Sen. Charles Grassley (R, Iowa) said the OIG's latest report confirmed for him the presence of this conflict of interest and provides him with more reason to overhaul the organizations' responsibilities.
"A major purpose of the QIOs is to review the care provided to Medicare beneficiaries and recommend corrective actions to improve poor quality care," said Grassley, the Senate Finance Committee's lead Republican, who requested the OIG report last December. "Instead, we're getting a soft approach that too often accepts poor quality or turns a blind eye. This approach doesn't get the job done for either taxpayers or Medicare beneficiaries."
The current three-year budget cycle for the QIOs dedicates $1.2 billion to the 41 generally nonprofit organizations, which operate in all 50 states, the District of Columbia and two U.S. territories.
To restrict or expand?
The group representing quality improvement organizations said the OIG report confirms that they are appropriately pursuing enforcement actions, not shying away from them.
The report notes that QIOs often launched quality investigations even when the original complaints against the health care entities involved only payment concerns, said David Schulke, executive vice president of the American Health Quality Assn. When substandard care is discovered, the Centers for Medicare & Medicaid Services instructs quality organizations to push for correction of missteps by physicians and hospitals using the "least intrusive" methods.
"Consistent with these instructions, QIOs used the least intrusive actions in 70% of the more than 4,600 cases where providers were asked to make changes to improve quality," he said. "The agency's instructions in this regard represent a judicious exercise of the government's power."

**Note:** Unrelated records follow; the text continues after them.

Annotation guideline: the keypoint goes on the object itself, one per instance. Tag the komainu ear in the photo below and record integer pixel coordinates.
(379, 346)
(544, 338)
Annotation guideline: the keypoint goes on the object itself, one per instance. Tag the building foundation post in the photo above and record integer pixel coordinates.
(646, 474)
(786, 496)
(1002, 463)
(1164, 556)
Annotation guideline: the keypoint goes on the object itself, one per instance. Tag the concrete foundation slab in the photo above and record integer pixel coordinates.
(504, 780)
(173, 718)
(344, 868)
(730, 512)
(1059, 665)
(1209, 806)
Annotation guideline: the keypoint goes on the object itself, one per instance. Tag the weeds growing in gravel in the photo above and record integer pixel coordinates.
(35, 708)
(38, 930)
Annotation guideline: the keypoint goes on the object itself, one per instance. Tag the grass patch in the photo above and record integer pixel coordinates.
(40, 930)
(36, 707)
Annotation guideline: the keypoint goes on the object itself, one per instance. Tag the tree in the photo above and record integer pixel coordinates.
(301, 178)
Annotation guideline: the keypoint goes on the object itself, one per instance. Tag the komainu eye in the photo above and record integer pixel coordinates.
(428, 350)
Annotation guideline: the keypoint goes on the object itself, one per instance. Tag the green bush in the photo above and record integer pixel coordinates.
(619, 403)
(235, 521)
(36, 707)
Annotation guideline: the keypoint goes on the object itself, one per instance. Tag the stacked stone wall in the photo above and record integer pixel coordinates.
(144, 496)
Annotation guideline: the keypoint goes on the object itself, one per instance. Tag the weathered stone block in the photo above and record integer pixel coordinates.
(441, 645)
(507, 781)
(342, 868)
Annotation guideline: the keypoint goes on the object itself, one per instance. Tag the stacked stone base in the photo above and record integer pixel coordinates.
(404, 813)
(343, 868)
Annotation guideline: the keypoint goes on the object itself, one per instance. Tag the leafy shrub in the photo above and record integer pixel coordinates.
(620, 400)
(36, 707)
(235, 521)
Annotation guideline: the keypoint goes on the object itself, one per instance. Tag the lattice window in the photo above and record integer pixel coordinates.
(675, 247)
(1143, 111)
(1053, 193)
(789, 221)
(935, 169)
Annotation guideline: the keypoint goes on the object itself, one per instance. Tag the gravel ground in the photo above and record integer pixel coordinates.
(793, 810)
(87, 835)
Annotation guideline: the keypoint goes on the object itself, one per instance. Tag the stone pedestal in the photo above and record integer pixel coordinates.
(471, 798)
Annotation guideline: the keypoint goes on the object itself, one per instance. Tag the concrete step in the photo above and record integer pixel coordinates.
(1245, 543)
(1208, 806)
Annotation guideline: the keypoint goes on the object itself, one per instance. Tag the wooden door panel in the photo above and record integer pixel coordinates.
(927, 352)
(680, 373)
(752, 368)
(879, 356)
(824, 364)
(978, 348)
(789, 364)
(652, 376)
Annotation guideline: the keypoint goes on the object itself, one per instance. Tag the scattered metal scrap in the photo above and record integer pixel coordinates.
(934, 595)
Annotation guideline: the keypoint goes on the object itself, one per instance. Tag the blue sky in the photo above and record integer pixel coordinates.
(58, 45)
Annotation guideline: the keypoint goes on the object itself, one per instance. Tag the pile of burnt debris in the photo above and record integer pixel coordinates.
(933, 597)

In the typical cases in which QIOs did not take any action, the organizations determined that the quality violators already had started pursuing corrective action plans that eliminated the need for further enforcement activity, Schulke said. QIOs are encouraged to take corrective action when they find evidence of sustained quality shortfalls, not just momentary lapses. AHQA and CMS both noted in response to the report that the agency is currently reviewing its case review policies to see if any revisions are warranted.
Concerns about the potentially discordant priorities of Medicare quality improvement organizations have grown in the years since 1993, when Medicare PROs officially became QIOs in a bid to move away from strictly punitive duties toward more collaboration with physicians.
Last year, the Institute of Medicine concluded that the organizations, whose boards are typically dominated by physicians, were stretched too far in both directions. The government should transfer the enforcement tasks to other contractors, so QIOs can focus full time on quality improvement collaborations, IOM officials said.
But instead the QIOs are calling for even more responsibilities in both arenas and a larger budget with which to accomplish them. If Medicare moves toward implementing pay-for-performance across the board, the organizations want to take the lead both in collecting quality measures from physicians and helping the doctors improve their quality scores.